My book is almost like a catalog of all of the different emotions that come with grief. We’re told that grief progresses through stages: denial, anger, bargaining, depression, acceptance. For me, and I would say for most grieving people, it wasn’t linear. My experience was that my feelings were like the staircases at Hogwarts— constantly moving and shifting even after you thought you could count on them.
Although it can be violent and all-consuming at first, grief is something that you do learn how to carry. It becomes a part of who you are.”
GRIEF AS A CHARACTER
“Grief is a prominent character in this book whom I call ‘The Missing.’ This is how I was able to frame my grieving experience. I would use phrases like ‘The Missing is really close today’ or ‘I haven’t had a visit from The Missing in awhile.’
My relationship with ‘The Missing’ is rather complicated. I wanted to get rid of the grief, but I also wanted to keep it close because it connected me with my father, the one I lost. Grief and love are made of the same thing.”
CHRISTIANS AND DEATH
“I think Christians especially have a complicated relationship with death. Our whole faith is built on conquering death. Jesus conquered death, and we can be with him in heaven. All of this is true, but I also believe in the healing power of lament.
Jesus hated death as much as we do. When Lazarus died, Jesus had a visceral reaction, we know ‘he wept’ (John 11.35). Even though Jesus knew that he had the power to bring Lazarus back, grief still struck him. Jesus, our eternal model, is letting us know it’s okay to hate death. And if you’ve read the Psalms you know that we have full permission to feel the extent of our grief feelings no matter how ugly or deep they are.”

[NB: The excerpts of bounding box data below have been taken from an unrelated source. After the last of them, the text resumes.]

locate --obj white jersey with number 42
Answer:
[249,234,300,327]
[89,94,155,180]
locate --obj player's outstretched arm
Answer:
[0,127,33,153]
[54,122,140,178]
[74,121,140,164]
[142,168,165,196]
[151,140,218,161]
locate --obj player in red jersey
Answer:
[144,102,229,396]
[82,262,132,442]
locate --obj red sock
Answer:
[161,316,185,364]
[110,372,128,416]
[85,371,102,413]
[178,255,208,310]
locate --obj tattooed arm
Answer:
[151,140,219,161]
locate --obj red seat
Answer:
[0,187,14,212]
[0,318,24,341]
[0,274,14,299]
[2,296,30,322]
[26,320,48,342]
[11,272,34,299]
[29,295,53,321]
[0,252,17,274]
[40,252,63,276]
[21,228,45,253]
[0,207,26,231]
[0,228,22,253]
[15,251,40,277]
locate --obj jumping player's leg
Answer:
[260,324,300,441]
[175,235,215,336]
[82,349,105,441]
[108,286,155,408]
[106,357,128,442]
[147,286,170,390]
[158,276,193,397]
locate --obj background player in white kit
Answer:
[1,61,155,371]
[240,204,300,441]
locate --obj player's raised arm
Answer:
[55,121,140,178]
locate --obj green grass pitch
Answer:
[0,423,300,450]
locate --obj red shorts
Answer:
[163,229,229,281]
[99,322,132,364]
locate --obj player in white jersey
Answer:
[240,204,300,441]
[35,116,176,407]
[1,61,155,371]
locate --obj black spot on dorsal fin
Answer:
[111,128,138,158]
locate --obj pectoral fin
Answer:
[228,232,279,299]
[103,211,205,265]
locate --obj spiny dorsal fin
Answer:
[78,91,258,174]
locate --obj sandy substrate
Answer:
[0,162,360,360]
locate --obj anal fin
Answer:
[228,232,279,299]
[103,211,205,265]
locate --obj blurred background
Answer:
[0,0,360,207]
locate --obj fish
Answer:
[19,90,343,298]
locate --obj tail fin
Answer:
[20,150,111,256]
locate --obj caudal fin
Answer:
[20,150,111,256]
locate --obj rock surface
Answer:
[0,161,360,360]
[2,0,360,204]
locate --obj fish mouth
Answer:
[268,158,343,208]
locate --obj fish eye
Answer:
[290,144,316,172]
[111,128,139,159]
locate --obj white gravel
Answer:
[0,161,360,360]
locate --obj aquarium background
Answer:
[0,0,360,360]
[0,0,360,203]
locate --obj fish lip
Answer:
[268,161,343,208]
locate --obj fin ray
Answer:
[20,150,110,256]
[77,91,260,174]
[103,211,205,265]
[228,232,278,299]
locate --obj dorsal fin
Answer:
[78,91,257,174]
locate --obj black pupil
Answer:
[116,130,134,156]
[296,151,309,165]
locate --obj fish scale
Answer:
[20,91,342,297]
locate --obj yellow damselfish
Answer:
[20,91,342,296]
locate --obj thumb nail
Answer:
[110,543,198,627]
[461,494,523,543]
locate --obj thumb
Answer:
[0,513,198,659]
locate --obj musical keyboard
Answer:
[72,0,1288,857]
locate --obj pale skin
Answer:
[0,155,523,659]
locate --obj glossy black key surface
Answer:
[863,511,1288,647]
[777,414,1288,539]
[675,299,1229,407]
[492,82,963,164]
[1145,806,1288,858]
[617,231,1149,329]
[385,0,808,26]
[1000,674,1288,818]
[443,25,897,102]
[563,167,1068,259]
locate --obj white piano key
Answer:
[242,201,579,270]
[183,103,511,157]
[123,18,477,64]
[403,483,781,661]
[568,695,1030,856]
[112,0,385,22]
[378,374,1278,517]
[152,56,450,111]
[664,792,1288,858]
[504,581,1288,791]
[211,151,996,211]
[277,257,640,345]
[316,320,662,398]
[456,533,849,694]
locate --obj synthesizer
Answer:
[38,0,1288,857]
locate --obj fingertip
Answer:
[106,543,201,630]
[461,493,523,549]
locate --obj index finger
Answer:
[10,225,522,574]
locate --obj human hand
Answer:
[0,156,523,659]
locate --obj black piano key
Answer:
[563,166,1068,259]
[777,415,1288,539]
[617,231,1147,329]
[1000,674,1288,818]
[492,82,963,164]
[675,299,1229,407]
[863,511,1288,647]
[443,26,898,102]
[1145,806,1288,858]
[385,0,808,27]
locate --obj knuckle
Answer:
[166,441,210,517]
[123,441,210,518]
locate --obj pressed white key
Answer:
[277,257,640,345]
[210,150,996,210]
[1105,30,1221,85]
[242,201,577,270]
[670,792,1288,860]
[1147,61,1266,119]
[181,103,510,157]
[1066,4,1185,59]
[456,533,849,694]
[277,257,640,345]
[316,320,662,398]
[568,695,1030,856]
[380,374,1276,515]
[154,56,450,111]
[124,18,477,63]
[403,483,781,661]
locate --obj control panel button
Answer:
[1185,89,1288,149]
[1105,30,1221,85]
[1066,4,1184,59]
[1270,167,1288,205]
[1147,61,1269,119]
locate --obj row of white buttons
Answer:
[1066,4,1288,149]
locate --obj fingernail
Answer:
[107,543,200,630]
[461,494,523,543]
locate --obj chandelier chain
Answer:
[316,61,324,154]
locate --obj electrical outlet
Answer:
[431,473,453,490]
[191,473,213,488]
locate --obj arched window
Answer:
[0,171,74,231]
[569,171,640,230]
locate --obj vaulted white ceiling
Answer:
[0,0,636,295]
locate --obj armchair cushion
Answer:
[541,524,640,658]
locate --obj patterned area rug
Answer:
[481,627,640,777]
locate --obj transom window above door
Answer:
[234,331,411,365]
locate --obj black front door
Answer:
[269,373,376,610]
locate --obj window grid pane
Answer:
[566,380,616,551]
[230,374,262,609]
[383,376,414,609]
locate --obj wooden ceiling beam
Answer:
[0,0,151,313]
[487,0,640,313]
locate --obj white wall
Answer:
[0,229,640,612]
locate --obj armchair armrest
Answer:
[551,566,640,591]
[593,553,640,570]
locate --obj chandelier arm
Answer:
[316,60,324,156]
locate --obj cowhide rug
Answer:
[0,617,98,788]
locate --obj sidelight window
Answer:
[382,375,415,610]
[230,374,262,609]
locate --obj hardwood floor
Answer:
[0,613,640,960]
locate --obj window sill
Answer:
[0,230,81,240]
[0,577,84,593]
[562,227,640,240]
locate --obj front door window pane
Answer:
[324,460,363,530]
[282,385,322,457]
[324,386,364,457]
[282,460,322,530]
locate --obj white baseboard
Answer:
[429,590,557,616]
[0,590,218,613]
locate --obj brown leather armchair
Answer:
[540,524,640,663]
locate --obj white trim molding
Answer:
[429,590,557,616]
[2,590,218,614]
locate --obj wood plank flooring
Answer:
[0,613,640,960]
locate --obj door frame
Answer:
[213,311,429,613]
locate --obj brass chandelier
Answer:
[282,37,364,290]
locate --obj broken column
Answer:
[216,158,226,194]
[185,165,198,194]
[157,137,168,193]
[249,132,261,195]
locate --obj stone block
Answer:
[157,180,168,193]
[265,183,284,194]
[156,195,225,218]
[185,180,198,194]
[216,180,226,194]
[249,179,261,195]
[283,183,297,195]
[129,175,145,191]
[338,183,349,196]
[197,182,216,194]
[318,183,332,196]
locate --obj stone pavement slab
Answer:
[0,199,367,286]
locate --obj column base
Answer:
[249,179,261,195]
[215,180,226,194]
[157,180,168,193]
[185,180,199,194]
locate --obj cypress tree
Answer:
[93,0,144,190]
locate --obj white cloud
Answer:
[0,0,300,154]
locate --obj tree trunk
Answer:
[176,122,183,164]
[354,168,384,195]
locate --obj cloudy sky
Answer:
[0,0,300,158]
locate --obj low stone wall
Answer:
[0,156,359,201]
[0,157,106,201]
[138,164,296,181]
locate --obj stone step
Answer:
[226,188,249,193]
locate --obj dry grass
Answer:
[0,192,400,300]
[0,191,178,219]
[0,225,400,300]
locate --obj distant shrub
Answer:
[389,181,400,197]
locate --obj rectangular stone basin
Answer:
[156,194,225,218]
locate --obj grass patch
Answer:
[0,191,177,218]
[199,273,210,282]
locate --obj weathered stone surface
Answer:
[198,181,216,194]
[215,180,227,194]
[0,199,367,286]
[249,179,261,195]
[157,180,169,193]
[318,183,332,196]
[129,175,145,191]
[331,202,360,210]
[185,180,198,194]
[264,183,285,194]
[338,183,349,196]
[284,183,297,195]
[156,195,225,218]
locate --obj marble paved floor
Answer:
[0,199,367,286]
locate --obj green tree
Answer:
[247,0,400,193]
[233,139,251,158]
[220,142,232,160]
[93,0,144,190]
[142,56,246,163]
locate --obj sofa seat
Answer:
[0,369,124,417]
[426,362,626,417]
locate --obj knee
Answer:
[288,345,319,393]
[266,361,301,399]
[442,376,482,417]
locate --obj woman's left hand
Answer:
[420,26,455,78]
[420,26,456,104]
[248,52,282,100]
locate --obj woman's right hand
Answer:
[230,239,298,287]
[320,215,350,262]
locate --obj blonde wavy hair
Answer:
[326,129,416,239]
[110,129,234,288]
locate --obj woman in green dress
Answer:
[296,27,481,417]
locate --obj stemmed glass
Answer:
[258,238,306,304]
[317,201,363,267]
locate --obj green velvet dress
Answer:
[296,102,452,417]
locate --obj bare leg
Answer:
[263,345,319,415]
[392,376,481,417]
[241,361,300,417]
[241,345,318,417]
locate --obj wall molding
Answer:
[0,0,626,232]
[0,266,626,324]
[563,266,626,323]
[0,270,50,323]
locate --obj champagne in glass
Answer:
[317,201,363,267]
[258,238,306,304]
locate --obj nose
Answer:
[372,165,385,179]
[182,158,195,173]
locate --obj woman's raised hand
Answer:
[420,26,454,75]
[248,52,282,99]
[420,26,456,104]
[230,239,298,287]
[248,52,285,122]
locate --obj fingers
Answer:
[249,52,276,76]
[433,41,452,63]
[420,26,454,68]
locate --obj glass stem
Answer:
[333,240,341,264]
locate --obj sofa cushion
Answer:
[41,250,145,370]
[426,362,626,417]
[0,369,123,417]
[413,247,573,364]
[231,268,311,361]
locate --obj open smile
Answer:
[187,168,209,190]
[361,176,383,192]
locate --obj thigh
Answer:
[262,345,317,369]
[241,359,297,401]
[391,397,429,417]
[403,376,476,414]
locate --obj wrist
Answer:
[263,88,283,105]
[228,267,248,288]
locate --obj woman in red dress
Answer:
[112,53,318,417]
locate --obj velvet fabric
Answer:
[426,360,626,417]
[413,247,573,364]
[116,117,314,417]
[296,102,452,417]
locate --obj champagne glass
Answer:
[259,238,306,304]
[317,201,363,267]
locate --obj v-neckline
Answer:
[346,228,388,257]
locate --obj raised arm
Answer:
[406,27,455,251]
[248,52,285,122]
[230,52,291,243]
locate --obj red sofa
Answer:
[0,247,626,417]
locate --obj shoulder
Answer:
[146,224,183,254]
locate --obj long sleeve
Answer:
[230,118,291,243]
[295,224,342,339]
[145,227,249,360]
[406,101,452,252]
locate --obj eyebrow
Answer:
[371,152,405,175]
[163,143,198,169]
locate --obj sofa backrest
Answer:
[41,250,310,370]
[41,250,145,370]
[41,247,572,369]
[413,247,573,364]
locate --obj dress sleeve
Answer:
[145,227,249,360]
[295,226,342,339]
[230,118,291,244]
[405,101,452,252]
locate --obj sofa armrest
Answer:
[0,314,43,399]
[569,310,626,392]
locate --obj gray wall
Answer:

WHO WOULD BENEFIT FROM THIS BOOK?
“People in grief want to be reassured that they are not alone. They want to know they can feel these deep hurts and that it does get better with time and intention.
If you are grieving, do not read this book until you are ready to feel. While my book does contain hope, I also do not hold back in describing some of the things I saw and experienced. Sometimes, grieved individuals are in survival mode and aren’t ready to dive into the difficult emotions fully.
If people take nothing else away from my book, I want them to know they are seen, and they are loved, and it’s okay to not be okay.”
ADDIE’S CLOSING REMARKS
Reader, the deep void you feel for that person that you’ve lost? Yeah, Laura’s with you. Her book will make you nod your head in agreement, cry empathetic tears (the scene in the recliner!), and laugh when she flexes her wit muscle.